赤を持つもの
木々の間を、細長く光る糸が通り抜けていった。
「はあ、はあ、はあ」
山の中の獣道を、黒いマントを羽織った男が走り抜けていく。男の右腕に握られていたのは、青い刀身を持った短槍だった。
「どこにいるッ。姿をあらわせ!」
黒い稲妻のようなエフェクトとともに打ち出された槍は、大木を数本貫いて夜の空へと消えた。
依然、シーンとした森は風すらも感じさせなかった。
男はベルトポーチに入ったものをじーっと見つめ、焦ったように周囲を見渡した。
「出てこい! {オル・デイン・スパイク・フォーリング}」
轟音とともに、無数の黒雷が雨のように降り注いだ。勝利を確信し、男はにやりと笑った。木が無数にあるこの場所には、逃げ場のないほどの雷が寄せられるようになっている。だから、彼はここまで逃げてきたのだ。

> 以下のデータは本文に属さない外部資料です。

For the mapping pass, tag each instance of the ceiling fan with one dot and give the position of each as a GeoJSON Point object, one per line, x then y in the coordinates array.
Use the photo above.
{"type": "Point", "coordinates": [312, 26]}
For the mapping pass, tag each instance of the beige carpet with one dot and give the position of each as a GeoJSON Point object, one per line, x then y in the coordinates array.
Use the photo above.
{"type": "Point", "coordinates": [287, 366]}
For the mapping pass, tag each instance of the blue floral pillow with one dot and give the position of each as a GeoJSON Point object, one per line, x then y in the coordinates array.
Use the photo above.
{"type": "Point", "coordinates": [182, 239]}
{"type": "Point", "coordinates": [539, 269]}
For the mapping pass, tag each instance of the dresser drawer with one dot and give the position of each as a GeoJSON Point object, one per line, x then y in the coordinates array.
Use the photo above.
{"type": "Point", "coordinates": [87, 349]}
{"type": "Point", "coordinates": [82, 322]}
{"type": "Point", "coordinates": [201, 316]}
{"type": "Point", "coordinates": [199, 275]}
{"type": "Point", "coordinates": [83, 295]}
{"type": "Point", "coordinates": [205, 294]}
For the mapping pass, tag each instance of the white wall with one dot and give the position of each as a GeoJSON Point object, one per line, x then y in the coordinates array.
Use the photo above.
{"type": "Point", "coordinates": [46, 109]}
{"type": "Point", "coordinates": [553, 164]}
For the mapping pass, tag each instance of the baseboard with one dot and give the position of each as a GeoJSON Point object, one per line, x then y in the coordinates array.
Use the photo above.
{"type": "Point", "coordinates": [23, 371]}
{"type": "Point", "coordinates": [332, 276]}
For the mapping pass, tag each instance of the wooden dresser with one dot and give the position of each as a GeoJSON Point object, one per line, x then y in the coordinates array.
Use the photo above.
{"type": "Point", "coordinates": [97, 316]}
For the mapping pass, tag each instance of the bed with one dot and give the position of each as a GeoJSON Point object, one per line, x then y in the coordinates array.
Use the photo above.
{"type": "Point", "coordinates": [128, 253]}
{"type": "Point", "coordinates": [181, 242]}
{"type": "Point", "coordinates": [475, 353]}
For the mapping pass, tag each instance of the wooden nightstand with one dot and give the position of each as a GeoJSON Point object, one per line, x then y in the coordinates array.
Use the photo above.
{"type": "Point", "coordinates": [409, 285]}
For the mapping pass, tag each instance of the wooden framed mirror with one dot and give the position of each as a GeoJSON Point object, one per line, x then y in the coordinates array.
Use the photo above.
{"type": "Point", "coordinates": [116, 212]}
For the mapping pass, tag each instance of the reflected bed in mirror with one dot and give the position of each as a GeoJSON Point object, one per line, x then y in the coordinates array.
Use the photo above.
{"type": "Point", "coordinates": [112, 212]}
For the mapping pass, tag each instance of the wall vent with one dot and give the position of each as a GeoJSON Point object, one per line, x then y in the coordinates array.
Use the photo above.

「こちらSS―Ⅳ。追跡者を撃退しました。死体の確認へ急ぎます」
ざっと、男は落ち葉の上へ一歩踏み出した。
ガザザ!
「!!」
視界が反転し、妙な浮遊感とともに足への痛みを感じた。疑問すらわくようなこともなく、男の胸には雷の槍が刺さっていた。
「……{デイン・スパイク・ラピッド(劣化版)}」
「ばかな…おれの魔法で…?」
答えることもなく、田中は足をワイヤーに吊り下げられた男へ近づいていく。彼の着用している黒い鎖帷子は、まるで消音魔法でもかかっているかのように静かだった。いつもの暗くて赤い眼をよりポーカーフェイスにした状態で、死体からベルトポーチを剥ぎ取った。
「そんな目で見るな。…これも仕事だ」
ワサワサと風が泳いだ。
星がやけに輝いて見える。
田中はそう思いながら空を見上げていた。
前の世界では星なんて見たことがなかったから、これほど美しいものの存在は、不可解で仕方なかった。
「命の輝きか…」
そうつぶやいて、
「ハハハハはハハハハ…」
命を奪う仕事を業合としている自分がいう台詞ではない。田中は思った。
死んだ男の持っていた魔信機を拾い上げ雷魔法で構成を作り変えると、その奥から上司の声が聞こえてきた。
「機密魔法の奪還だが、終わったぞ」
ぶっきらぼうに言い放てば、魔信機ごしに渋い声での返答があった。
「ご苦労。いつものところへ置いていけ」
田中は懐から取り出したSPポーションを飲み干し、魔信機を砕く。
「{転移}ウォルカ!」
田中 作造
5年前にこの世界へ転移してきてから、田中は殺人ギルド員として働いてきた。
通称(黒い葬儀屋)。そう呼ばている。
14歳の田中が一番慣れ親しんだ武器は、ワイヤーロープと短刀であり、今も使っていたりする。毎日の訓練では、人間兵器となるための改造を行ってきた。現在は大きな組織がお得意さんとなっている。